My relationship with food is worse than I thought
I thought that it was normal to constantly think about food. To plan my lunch at breakfast and my dinner at lunch. To decide what and when I could eat depending on how badly I had eaten the day before. To, every Monday, start again because this week I’d get it right. Forever searching for the perfect diet, I tried them all. The worst? Definitely the Jason Vale juice cleanse. By day two of drinking green water, I was so hungry and weak that I cried. My husband couldn’t understand why I was doing this to myself voluntarily.
While I convinced myself that I was doing all of this in a bid to be healthy, in reality, I just wanted to be thin. When I said I was training to be strong, really I just wanted to be thin. When I tried fasting as a spiritual experiment, once again, it was to be thin.
Making changes
Hearing your behaviours described by somebody else as unhealthy, dangerous even, makes it difficult to ignore. I think the only reason I could hear it now, is because it is something that I had started to see glimpses of already.
The Zoe testing that I did last year changed my approach to food. Instead of reducing how much I ate, I aimed to increase the number and diversity of plant based foods in my diet.
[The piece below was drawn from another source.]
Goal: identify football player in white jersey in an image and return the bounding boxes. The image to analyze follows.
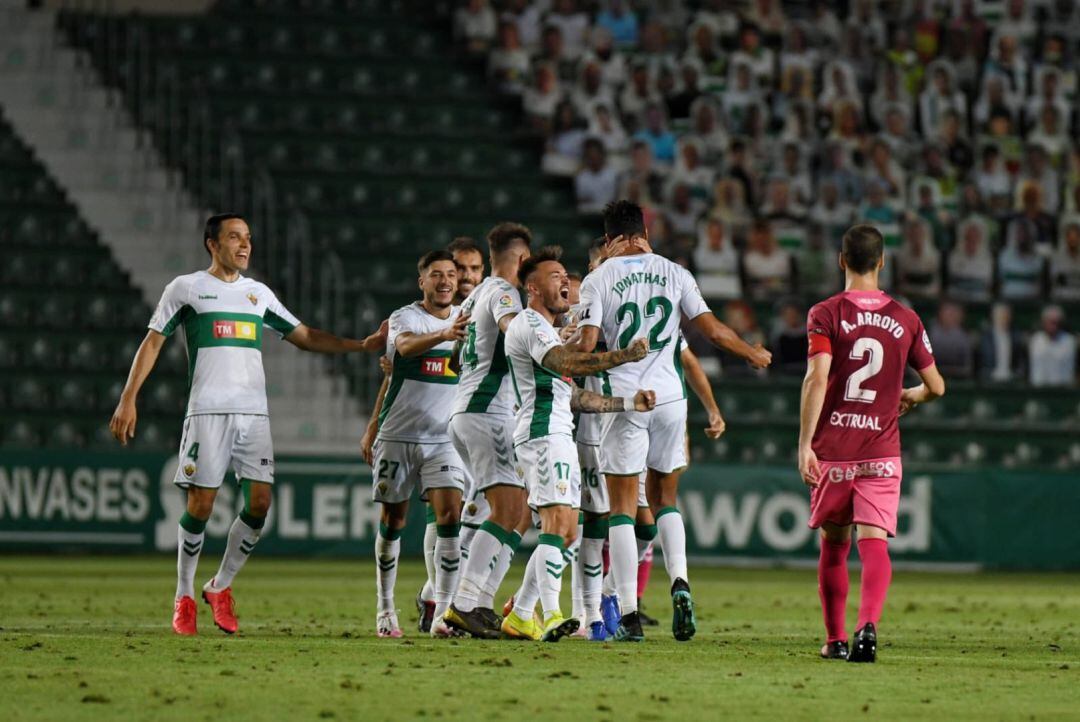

I stopped weighing myself. Exercise became more about what made me feel good rather than a way to undo bad food choices. I avoided labelling food as good or bad and aimed to take each day, each meal, at a time rather than constantly planning ahead.
It will take some time to undo behaviours that have been years in the making. It’s automatic for me to feel my stomach in the morning to see if I am bloated. To pinch my thighs and imagine them a couple of inches smaller. To check out my reflection in every mirror I pass. It’s harder still when, at the same time, my middle aged body is softening and changing.
But, and I never thought I would say this, a small part of me doesn’t care. Maybe it’s an age thing but I can feel myself slowly letting go of the need to be thin. It feels nice. Scary, weird, but nice.